The literature has been similarly mixed in subsequent years, with Duraker et al. finding that PNI was more likely to be found in hormone-sensitive, mixed type, or ductal carcinoma and less likely to be found in axilla-negative or smaller tumors, however, without implications for recurrence15. With regard to other associated risk factors, PNI has been found predict for the involvement of > 3 lymph nodes21. Similarly, a 2010 single institution study of 1136 cases (of which only 13 had PNI) found that PNI was associated with LVI and larger tumors, although the paucity of PNI-bearing cases limited outcome analyses13.

Our findings must be interpreted in the context of the study design. By virtue of the retrospective nature of these analyses, the underlying results regarding PNI are subject to potential confounding by other risk factors for locoregional recurrence. That is, PNI is itself associated with several known risk factors, as seen in Table 1. We attempted to account for this clinicopathologic correlation by conducting both multivariable analyses and propensity score matching, both of which yielded consistent findings of similar magnitude with regard to the contribution of PNI to LRR. Moreover, as with any retrospective study in which therapeutic decisions are not held constant, our study may have been subject to confounding by indication whereby clinicians were influenced to select particular therapies by the finding of PNI. As above, multivariable models that included surgical approach, chemotherapy, endocrine therapy and radiotherapy were used to control for the influence of treatment selection and, moreover, analysis by propensity score matching permitted comparison of largely similar cohorts. An additional consideration is one that arises often throughout the breast cancer literature with regard to studying LRR as a composite endpoint for local and regional recurrences. Given the relative paucity of regional recurrences for which no comprehensive surveillance testing exists, the reliability of detecting nodal recurrences before distant metastases arise is uncertain. Moreover, the profound influence of surgical approach (mastectomy versus breast conservation) on patterns of recurrence can also obfuscate associations between clinicopathologic features and recurrence types.

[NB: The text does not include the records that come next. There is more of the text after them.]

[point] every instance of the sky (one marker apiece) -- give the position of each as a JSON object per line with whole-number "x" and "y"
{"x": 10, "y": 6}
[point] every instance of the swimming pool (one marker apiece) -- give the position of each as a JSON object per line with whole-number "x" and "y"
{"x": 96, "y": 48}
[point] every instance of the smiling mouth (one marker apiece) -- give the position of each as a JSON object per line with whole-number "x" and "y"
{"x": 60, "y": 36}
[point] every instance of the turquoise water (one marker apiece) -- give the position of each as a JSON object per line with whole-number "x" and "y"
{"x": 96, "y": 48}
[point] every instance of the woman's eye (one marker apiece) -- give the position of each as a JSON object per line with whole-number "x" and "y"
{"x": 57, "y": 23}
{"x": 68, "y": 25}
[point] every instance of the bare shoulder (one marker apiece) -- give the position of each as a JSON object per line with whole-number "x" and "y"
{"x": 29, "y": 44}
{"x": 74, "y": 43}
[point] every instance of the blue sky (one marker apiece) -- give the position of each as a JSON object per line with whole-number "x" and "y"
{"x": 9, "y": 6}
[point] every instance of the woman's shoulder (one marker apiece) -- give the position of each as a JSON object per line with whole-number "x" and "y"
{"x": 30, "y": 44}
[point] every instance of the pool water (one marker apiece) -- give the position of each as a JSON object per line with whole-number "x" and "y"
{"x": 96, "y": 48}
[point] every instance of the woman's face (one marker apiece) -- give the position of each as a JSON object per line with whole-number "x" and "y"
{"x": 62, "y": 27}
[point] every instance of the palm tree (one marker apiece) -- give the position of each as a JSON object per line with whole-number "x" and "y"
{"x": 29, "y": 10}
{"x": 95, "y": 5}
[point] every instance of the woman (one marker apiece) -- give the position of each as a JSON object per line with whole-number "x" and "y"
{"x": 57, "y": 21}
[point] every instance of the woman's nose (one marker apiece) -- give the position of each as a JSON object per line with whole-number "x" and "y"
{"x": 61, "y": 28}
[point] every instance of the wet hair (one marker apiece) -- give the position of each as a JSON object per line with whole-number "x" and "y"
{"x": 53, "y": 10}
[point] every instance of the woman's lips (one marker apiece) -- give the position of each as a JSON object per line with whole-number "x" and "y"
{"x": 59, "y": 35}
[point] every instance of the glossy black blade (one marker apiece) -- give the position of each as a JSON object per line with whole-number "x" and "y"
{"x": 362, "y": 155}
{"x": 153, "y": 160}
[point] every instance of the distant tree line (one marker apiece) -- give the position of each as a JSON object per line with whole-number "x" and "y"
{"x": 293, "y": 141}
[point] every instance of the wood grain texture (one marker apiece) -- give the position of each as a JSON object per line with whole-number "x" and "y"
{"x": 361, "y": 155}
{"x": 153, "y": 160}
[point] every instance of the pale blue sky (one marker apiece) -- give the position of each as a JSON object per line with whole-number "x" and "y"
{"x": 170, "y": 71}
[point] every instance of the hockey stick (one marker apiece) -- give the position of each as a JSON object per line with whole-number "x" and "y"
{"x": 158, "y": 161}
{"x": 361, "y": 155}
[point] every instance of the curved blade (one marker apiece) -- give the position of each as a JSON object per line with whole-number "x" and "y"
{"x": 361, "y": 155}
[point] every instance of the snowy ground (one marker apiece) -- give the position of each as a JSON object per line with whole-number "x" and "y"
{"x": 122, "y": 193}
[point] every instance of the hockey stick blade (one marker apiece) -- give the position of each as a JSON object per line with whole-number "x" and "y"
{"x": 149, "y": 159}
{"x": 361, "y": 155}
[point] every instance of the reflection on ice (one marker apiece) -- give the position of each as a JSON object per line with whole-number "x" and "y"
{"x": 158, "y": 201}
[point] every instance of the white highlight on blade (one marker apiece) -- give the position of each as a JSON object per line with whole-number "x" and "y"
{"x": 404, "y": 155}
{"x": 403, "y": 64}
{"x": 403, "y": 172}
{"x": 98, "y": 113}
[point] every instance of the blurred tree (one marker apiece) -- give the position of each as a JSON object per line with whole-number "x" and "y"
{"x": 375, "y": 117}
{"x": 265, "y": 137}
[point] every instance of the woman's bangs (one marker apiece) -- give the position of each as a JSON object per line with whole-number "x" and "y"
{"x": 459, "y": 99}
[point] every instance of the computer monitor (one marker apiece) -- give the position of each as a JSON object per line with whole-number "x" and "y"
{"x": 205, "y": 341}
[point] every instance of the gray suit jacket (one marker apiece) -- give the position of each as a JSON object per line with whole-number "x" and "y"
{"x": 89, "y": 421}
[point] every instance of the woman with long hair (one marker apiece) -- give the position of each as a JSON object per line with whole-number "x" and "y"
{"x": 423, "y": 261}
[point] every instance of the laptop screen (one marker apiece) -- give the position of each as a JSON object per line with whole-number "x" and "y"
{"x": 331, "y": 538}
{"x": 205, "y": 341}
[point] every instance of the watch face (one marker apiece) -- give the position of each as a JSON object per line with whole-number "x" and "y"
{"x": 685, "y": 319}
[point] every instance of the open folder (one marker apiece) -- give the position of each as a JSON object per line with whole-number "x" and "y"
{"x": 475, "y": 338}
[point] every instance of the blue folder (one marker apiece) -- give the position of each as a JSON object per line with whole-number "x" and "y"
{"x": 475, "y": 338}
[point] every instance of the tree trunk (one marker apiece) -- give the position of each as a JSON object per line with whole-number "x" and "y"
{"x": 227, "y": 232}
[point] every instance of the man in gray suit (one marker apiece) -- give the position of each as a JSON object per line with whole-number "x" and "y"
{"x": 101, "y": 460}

Thus, we were unable to robustly deduce whether PNI itself is associated more with local versus regional recurrences, or whether therapeutic selection was a more prominent factor in the recurrence patterns we observed.

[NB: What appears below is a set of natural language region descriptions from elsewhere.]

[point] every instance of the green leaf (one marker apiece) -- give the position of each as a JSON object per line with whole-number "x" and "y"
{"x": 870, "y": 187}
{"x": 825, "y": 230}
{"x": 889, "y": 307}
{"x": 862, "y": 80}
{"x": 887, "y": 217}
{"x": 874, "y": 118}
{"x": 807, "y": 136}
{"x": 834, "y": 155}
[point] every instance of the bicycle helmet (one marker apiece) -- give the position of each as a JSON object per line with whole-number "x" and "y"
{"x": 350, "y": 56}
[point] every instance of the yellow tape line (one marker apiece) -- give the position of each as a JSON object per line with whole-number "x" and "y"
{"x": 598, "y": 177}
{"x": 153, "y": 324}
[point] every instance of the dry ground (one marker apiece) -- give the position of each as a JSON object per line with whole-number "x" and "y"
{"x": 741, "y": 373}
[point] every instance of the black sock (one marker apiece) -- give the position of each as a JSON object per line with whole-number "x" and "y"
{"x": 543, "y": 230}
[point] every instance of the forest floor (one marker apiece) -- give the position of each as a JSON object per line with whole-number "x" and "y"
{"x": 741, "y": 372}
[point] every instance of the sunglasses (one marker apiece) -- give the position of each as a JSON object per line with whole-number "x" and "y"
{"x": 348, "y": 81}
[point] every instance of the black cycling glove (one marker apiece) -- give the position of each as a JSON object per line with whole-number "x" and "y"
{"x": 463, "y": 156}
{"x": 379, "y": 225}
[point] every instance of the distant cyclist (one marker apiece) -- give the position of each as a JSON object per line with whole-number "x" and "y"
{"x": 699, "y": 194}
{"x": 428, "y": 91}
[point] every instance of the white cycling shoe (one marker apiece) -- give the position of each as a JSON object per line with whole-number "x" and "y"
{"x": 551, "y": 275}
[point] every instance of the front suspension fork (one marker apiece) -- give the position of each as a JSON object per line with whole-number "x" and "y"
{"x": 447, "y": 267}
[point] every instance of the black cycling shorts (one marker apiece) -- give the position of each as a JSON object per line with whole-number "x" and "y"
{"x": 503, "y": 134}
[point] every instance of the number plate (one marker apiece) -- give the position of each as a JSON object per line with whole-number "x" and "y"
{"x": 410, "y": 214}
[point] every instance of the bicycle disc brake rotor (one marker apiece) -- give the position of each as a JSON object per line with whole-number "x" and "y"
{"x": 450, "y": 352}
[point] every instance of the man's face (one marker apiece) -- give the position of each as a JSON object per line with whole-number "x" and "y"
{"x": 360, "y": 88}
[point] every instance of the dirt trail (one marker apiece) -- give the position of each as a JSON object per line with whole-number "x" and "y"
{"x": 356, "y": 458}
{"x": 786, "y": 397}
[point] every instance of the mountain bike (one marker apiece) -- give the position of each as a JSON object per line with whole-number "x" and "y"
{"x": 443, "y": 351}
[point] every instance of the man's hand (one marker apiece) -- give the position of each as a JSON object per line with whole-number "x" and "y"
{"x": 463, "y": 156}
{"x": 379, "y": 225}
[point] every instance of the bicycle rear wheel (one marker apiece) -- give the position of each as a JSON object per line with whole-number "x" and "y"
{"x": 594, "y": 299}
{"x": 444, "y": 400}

Here, we suggest that PNI may be a relevant and significant risk factor for LRR among patients with definitively-treated breast cancer. As with other adverse clinicopathologic features, such as young age, lymphovascular invasion, high grade, etc., adjuvant therapy selection should take into account the entire risk landscape in tailoring therapeutic benefit for a given patient. The promise of precision medicine should ultimately incorporate the breadth of these features into an individualized risk estimate for each patient.